Detecting informal settlements via topological analysis
We outline methods for a) extracting the geometry of street blocks in urban centres using
OSM and remote sensing data, b) generating approximate cadastral maps of a
block given contained building footprints, and c) quantifying residents’ ability to navigate within
blocks through topological analysis of cadastral maps. This topological metric, termed “spatial
accessibility” and denoted k = 1, 2, 3, ..., determines whether areas of a city are informal
settlements, as blocks where k > 2 contain cadastral parcels without direct access to formal road
networks. We analysed 1 terabyte of OpenStreetMap data for 120 low and middle income (LMIC) countries.
Determinations of whether a neighbourhood is underserviced depends greatly on local concerns, however topological analysis of building footprints in relation streetlevel access offers a pathway to near-universal criteria for determining whether a neighbourhood is potentially a slum or urban informal settlement. With a topological approach, it is possible to determine the number of building parcels a streetblock inhabitant must cross to access a potential services bearing street, i.e. one that enables for example access to emergency services, sanitation and piped water. Focusing on topological invariants allows us to analyse cities without respect to the specific morphology of their street network [1]. To create a global index of these under-serviced neighbourhoods, we extracted open-source data on building footprints and street networks and applied a topological analysis to each extracted street block to characterise the level of spatial accessibility. Using these techniques, we analysed 1 terabyte of OpenStreetMap (OSM) data to create an index of street block geometry, cadastral maps, and spatial accessibility calculations for 120 Low and Middle Income Countries (LIMCs) in the Global South. These results highlight the developing world’s most spatially inaccessible communities, enabling prioritisation of infrastructure investment and further study.
The primary data universe for our work involves three entities: 1) administrative boundary polygons, 2) building footprint polygons, and 3) street network line-string collections. The administrative data boundaries were sourced from the Database of Global Administrative Areas, while building footprints and street networks were sourced from OSM. Since OSM does not provide direct downloads, the data under consideration was obtained from a mirror of OSM hosted by GeoFabrik. This data reflects a snapshot of OSM as of July 2019.
Starting with the initial road network, the geometry of the street network can be extracted via the well-studied process of polygonization. In polygonization, the self-intersections of the street network are determined in order to define the block geometry. Most GIS software packages offer a polygonization feature (e.g. ST_MakePolygon from PostGIS). In implementation, however, we found a set-theoretic approach to be more stable and performant [2].

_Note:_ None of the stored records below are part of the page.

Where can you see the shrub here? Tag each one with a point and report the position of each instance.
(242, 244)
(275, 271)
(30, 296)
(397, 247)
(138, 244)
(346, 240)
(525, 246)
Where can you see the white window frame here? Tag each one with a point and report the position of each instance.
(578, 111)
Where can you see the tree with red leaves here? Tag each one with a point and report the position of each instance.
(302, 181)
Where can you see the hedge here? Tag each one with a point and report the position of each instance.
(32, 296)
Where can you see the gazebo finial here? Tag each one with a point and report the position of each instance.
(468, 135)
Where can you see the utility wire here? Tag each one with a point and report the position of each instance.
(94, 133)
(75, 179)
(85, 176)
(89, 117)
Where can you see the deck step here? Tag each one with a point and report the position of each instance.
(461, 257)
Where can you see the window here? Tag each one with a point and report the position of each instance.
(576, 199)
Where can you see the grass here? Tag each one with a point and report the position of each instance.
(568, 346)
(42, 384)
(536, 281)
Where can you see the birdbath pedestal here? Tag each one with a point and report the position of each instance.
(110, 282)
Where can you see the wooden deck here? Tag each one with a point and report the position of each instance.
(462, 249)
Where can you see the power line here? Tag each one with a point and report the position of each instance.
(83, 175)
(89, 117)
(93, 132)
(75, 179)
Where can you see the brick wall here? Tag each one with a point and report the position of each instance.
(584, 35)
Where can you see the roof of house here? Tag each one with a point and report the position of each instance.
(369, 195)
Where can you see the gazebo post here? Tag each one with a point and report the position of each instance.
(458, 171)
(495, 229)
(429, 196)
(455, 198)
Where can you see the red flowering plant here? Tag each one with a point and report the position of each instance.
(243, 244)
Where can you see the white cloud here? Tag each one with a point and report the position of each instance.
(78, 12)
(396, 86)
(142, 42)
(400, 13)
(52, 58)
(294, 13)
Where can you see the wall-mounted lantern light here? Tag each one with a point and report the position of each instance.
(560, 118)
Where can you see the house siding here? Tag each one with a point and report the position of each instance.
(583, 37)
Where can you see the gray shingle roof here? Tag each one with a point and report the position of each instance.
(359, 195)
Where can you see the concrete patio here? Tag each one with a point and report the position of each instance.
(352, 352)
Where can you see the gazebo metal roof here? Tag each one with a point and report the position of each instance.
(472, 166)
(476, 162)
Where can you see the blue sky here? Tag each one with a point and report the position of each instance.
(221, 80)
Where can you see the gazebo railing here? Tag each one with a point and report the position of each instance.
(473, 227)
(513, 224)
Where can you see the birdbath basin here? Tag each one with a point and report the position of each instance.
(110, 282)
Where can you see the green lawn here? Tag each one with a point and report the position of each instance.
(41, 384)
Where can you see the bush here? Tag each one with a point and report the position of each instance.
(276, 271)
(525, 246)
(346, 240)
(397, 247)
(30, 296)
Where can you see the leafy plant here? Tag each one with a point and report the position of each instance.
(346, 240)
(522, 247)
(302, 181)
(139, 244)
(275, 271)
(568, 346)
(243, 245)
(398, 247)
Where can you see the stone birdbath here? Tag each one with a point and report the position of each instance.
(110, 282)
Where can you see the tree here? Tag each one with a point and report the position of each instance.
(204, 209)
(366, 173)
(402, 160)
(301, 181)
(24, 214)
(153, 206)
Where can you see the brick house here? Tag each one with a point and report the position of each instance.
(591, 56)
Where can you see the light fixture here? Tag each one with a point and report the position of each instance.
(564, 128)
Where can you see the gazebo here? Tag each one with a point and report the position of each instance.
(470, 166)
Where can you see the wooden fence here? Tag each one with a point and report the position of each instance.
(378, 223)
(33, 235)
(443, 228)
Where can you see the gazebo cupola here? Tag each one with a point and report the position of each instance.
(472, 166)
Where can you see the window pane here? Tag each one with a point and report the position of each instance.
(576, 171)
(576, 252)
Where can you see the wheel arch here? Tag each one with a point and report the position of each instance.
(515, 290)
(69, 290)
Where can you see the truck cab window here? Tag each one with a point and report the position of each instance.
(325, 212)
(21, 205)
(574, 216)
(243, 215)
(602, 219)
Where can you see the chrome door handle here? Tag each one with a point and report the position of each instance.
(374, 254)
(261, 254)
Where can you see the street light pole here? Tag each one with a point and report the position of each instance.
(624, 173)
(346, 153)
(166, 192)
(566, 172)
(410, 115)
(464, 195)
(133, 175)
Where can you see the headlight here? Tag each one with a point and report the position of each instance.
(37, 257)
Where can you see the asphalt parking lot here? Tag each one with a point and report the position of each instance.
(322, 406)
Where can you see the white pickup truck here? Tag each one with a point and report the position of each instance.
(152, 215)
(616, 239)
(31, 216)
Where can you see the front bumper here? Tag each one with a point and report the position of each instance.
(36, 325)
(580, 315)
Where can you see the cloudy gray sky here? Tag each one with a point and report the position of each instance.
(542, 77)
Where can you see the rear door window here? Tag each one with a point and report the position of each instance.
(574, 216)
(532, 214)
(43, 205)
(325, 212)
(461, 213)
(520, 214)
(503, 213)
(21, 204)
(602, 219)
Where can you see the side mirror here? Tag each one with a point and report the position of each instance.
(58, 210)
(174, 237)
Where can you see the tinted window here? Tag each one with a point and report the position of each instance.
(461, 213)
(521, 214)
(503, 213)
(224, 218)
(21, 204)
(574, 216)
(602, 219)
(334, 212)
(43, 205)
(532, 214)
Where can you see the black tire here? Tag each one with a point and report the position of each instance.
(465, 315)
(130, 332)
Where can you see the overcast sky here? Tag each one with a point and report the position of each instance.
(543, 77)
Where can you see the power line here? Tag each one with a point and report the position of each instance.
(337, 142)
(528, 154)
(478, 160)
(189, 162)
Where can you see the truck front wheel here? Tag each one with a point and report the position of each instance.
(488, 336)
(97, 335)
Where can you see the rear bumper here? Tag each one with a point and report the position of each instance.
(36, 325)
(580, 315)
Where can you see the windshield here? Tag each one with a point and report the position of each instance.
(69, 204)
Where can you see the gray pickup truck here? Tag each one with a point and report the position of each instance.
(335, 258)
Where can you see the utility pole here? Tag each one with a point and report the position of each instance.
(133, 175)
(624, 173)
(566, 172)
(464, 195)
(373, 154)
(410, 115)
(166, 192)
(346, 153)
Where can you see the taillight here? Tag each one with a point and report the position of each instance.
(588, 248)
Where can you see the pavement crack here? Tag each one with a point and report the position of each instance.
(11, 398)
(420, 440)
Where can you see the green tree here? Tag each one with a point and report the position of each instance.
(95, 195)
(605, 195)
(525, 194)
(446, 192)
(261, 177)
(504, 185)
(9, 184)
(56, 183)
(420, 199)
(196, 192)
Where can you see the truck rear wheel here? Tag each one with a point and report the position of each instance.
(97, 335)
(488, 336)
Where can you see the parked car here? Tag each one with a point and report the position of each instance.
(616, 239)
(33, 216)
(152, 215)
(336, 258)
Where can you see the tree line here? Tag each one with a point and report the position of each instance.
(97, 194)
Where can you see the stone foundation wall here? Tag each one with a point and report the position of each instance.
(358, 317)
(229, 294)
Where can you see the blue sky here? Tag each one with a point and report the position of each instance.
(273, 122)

By buffering the one-dimensional line-strings comprising the street network with a small buffer radius, we obtain two-dimensional polygons capturing the outline of the street network. We then find the set-theoretic difference between the administrative boundary polygons and the buffered road-network polygon; this renders the negative area between the road network geometry as a collection of polygons. These negative areas are precisely the street blocks we are trying to extract.
With each building’s access to the formal road network - or lack thereof - analysed, we can also provide suggestions to the local community about ways to connect each building to the existing road network while respecting existing building footprints. This process, known as re-blocking, is in general, NP-hard. In contrast to previous algorithmic re-blocking efforts involving stochastic graph search [3], we approach the problem using Steiner tree approximations to the optimal road network.
To frame the universal access network as a Steiner tree problem, we segmented the building parcel boundaries to create “non-terminal” nodes at each segment boundary, and create a “terminal” node for each building parcel lacking direct street access by placing a node on the non-street parcel boundary closest to the building. We then construct a complete subgraph of all the terminal nodes, where the weight of each edge is the Euclidean distance between each pair of terminal nodes; each existing road segment has zero weight. Solving the minimum-spanning tree problem on this subgraph, and then recovering the original path segments, gives us the optimal new road network.
In the short future, we hope to repeat our analysis on denser sources of data on footprints and street network data from other providers (such as private satellite imagery companies). We expect that while OpenStreetMap has good coverage in some areas, we can use data in which footprints are automatically extracted from satellite imagery to supplement areas where coverage may be lacking. Additionally, we hope to re-block more neighbourhoods and cities and investigate the connections between an urban centre’s infrastructural topology and the amount of new infrastructure needed to be built to universally connect each building to the formal road network. Finally, we expect that our generated dataset could be used to study development and health outcomes, especially around questions of tenure security and emergency service provision.